During the festival I also declared my love Cocolo Chocolate. After trying all 5 sample flavours, I consider this a well informed decision. Not only is all of Cocolo’s chocolate range Fairtrade Certified, but it tastes amazing, and covers the flavour ranges I needed for a few family members who are notoriously tough to buy for. I invested in a block of dark mint crisp, dark orange chocolate and white with almond crunch, but there are also: dark almond chocolate, dark bitter sweet, milk, milk hazelnut and dark 70%.  (I’m told two of these flavours are gluten free, which is a bonus for any friends with gluten intolerance.)

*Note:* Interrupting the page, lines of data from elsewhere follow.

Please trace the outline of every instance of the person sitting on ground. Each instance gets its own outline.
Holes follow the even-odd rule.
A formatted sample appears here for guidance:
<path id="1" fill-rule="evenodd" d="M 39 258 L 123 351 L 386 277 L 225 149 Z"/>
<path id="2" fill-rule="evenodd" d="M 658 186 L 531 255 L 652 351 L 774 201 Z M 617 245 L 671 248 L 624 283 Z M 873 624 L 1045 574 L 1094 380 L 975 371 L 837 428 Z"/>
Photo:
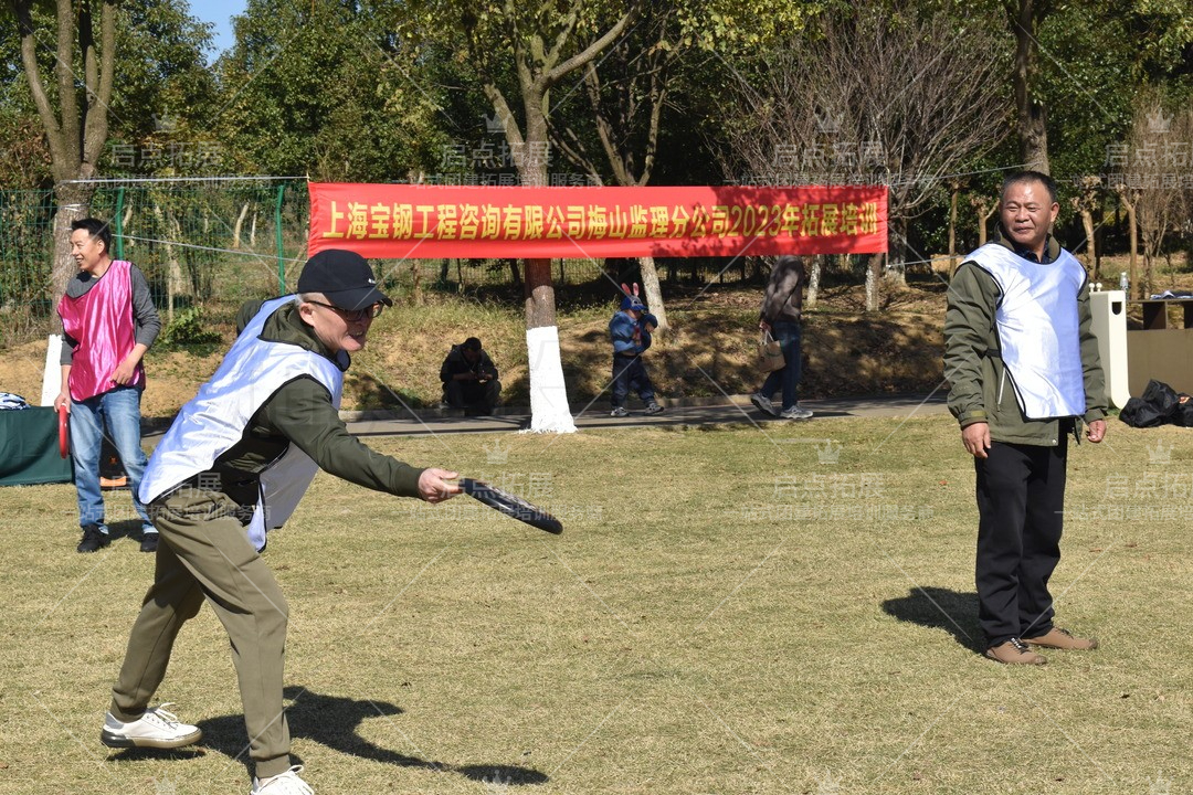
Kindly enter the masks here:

But there are also a number of other Fairtrade Certified chocolate blocks available:

  • At supermarkets:  ALDI’s Just Organics, Alter Eco, Cadbury’s Dairy Milk, Green  Black’s Maya range, Lindsay & Edmunds handmade chocolates and Scarborough Fair.
  • Chocolatier have a Fairtrade Certified gift box chocolate, which you can buy at their North Ivanhoe store, or at Priceline, an Oxfam Shop or select Myer stores.
  • The Oxfam Shop are also a fantastic source of Fairtrade chocolate options, including the Oxfam Shop range. 

Tea & Coffee

Universal Village’s Rhino Coffee recently won 2nd place in the Espresso Class at the National Golden Bean Coffee Awards. It won’t appear in stores in February, but can be bought online in time for Christmas. They also distribute tea – selling Qi branded green and white teas.

Other

If you’re not sure about the kind of present you’re after, but just know you want to source it ethically, The Oxfam Shop is a fantastic resource. They have a huge range of gifts available, including a special Christmas range (which you can view online here). Their general range includes home decor items, kitchen accessories, bags, scarves, jewellery, toys, CDs, books and even wine sourced from small and medium Australian wineries.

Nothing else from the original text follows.